Two-fifths of London employers say they will encourage their staff to work from home during the Olympics, according to a survey by the Chartered Institute of Personnel and Development.
But many workers may find working from home — to avoid a commuting nightmare — is not the breeze they were promised.
'There is something to be said for the feeling of going 'out' to work then coming home again'
That's where the growing number of "work hubs" in London and the South-East might prove a more practical, motivating and spacious alternative.
Many people find it hard to concentrate when working from home and children on school holidays often see a parent at home as fair game for a playmate. By contrast, loneliness can be a big problem for those who enjoy the office buzz. Taking the laptop to a café often means working in a noisy and cramped space and you may well find that your local library closed years ago.
Work hubs, however, are opening everywhere and are where a mix of professionals, ranging from freelance writers and business consultants to software designers, can work in shared offices using communal facilities, including printers and scanners.
Most work hubs operate like gyms, where members pay by the day or take out a monthly membership. Users have a desk, phone, wifi connection, tea and coffee machines or even cafés, and an opportunity to chat with others sharing the space.
Depending on the hub, other services may include copying, laminating, binding and disk burning. Most hubs have meeting rooms you can book. New work hubs coming on to the market to cater for "Olympics refugees" tend to be versatile and up-market spaces with uplifting architecture.
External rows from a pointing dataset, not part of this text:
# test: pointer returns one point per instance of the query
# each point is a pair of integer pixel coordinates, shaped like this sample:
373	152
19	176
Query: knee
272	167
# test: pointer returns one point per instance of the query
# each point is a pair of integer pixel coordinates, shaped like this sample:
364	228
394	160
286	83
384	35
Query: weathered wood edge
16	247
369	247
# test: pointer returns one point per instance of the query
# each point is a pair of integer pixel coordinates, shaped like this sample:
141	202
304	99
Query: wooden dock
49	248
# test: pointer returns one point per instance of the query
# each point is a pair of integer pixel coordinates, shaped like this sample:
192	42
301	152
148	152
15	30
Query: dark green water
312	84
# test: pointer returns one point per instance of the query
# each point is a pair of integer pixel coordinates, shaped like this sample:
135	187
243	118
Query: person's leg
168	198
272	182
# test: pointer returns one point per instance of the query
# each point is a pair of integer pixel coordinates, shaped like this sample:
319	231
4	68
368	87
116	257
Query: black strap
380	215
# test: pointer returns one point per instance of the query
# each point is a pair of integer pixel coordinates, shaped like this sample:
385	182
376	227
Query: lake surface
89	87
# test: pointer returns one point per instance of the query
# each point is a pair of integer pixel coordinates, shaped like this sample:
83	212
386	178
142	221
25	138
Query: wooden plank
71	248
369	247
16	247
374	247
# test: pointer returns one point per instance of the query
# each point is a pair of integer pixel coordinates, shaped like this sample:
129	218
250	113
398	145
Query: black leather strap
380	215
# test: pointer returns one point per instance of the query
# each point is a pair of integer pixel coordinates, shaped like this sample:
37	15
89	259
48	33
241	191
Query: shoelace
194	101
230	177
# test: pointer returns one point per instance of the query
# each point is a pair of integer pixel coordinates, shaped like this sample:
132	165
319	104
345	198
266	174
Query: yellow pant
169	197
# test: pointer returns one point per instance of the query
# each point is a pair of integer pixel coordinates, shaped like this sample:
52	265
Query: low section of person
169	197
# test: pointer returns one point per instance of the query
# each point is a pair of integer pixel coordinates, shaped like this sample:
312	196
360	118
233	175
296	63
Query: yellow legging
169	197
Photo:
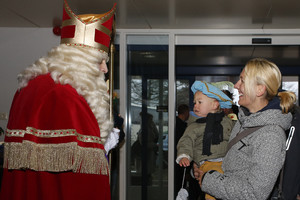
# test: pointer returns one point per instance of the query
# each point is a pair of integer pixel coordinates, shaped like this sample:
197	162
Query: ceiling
160	14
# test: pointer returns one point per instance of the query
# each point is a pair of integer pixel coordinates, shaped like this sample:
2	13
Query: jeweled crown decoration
90	30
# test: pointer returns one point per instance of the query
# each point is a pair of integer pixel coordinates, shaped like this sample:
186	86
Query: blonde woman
252	165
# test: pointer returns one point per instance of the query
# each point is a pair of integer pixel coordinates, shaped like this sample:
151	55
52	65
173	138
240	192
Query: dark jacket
291	171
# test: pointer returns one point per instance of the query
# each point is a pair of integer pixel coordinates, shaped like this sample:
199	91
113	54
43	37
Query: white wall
20	47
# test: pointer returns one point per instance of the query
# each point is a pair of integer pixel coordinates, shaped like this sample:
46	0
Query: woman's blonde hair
78	67
259	71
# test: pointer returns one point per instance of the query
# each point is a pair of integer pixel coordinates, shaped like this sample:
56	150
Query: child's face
204	105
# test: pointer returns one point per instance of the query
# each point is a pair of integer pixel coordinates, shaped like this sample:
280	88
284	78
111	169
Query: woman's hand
198	174
184	162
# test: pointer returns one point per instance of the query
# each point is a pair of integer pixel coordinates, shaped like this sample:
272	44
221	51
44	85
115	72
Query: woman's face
103	66
244	99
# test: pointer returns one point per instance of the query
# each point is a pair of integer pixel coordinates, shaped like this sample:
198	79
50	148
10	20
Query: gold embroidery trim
52	134
54	157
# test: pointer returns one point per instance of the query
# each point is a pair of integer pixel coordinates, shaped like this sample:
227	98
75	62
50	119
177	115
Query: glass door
147	133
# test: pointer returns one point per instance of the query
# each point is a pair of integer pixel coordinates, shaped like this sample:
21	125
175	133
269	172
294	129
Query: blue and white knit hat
212	92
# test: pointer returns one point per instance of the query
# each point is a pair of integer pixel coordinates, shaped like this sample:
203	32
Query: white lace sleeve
112	140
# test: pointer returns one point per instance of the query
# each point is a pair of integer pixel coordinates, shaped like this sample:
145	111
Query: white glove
112	140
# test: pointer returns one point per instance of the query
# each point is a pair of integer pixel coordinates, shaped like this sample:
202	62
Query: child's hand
184	162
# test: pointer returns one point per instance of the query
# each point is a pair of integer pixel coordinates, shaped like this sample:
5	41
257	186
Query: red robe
52	146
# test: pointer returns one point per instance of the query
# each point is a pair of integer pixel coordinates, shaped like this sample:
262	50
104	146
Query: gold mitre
89	30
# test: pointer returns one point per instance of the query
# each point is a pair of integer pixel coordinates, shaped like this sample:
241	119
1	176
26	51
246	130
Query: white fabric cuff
112	140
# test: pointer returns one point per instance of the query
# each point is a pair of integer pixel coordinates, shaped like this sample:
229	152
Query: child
205	140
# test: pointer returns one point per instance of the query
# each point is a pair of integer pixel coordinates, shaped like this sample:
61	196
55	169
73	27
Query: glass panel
147	134
291	83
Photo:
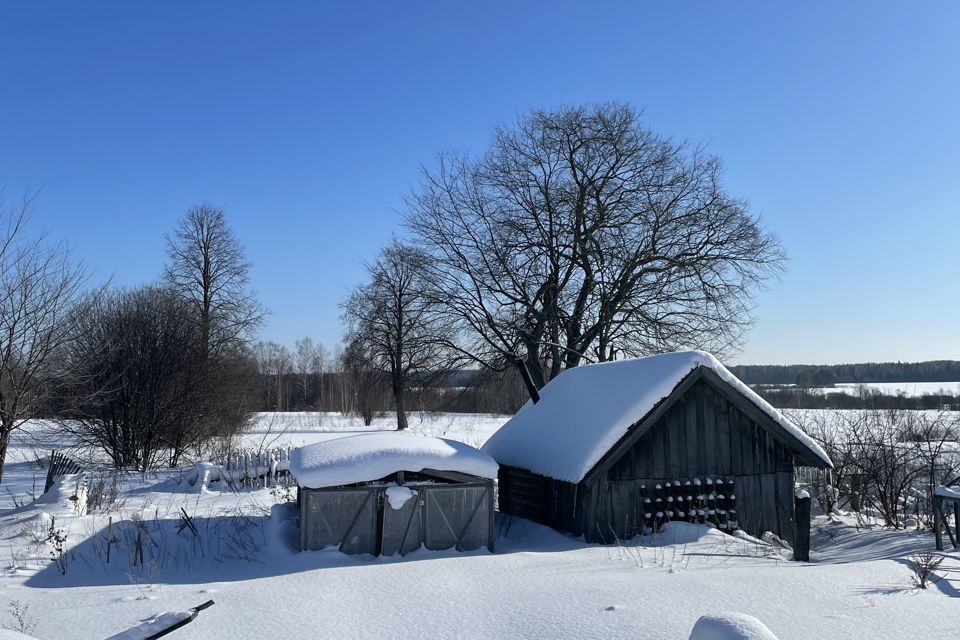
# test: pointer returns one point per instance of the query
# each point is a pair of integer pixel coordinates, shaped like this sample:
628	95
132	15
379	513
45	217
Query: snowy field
908	389
538	584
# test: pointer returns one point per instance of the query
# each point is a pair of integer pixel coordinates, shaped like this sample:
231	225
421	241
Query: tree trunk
401	402
4	444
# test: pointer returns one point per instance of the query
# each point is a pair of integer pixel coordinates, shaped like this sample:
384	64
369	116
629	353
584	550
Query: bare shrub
924	567
23	622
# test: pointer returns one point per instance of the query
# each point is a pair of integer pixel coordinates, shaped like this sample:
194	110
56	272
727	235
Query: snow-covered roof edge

Walk into Dryland Business Members Club in Kensington High Street and you are likely to be greeted by a waiter in a smart red apron. The entrance doubles as a café with specials such as haloumi and roasted vegetable kebabs produced by an in-house chef. Some of its members use the café booths for meeting clients.
Behind the café, the work hub spreads over four floors with a library, screening room, lounges, self-contained offices and individual work stations in open plan areas. Artwork, including a Bruce Munro chandelier, fill communal parts. The centre's IT concierge handles member's computer issues, including ensuring that stock traders' screens are up to speed.
Dryland has 153 members, mostly from Kensington, but has a capacity for 500, so co-founder Emma Hunt, daughter of Jon Hunt, the founder of estate agent Foxtons, is welcoming temporary users during the Games.
"Dryland is well away from all of the key sporting venues for the Olympics so, for many — including overseas visitors — basing their businesses here for the duration will be far easier than commuting to the City or Canary Wharf," she says.
Dryland offers three levels of monthly membership starting from £139. Alternatively, work stations and private offices can be rented daily. Other London hubs include Rentadesk in Bloomsbury, SWFour in Clapham and Islington HUB.
Tim Dwelly, director of the Live Work Network, a consultancy for home workers says people often report enjoying the atmosphere of a work hub. "It reduces their sense of isolation, and, of course, they use equipment that they don't have at home, such as video conferencing," he says.
Special Olympics packages are available at some hubs. The Hot Office offers Olympic Co-working Club membership at its centres in Harpenden, St Albans, Aylesbury and Welwyn Garden City for two weeks from July 27 to August 12, for £99.
The Olympics will be shown on televisions at these premises, so members won't miss the big events, says Max Campbell, managing director. Other South-East hubs include four centres branded The Werks around Brighton and Lewes. Serviced offices operator, Regus, has 48 centres within the M25 that provide hub-style facilities in business lounges and cost from £25 a month to use.
Working from hubs and home
Regular hub user Sue O'Gorman finds the experience motivating. She runs her healthcare marketing consultancy, Medici Marketing, for part of the week from one of Rentadesk's two centres in Bloomsbury.
"There is something to be said for the feeling of going 'out' to work and then coming home again — an intangible mental and emotional divide which one lacks when working from home," says O'Gorman.
An unplanned Olympics legacy could be increased levels of working from hubs and home, particularly if employers discover productivity rises. BT, which operates a flexible working programme, has found that "homeenabled" workers are 20 per cent more productive than their office-based colleagues.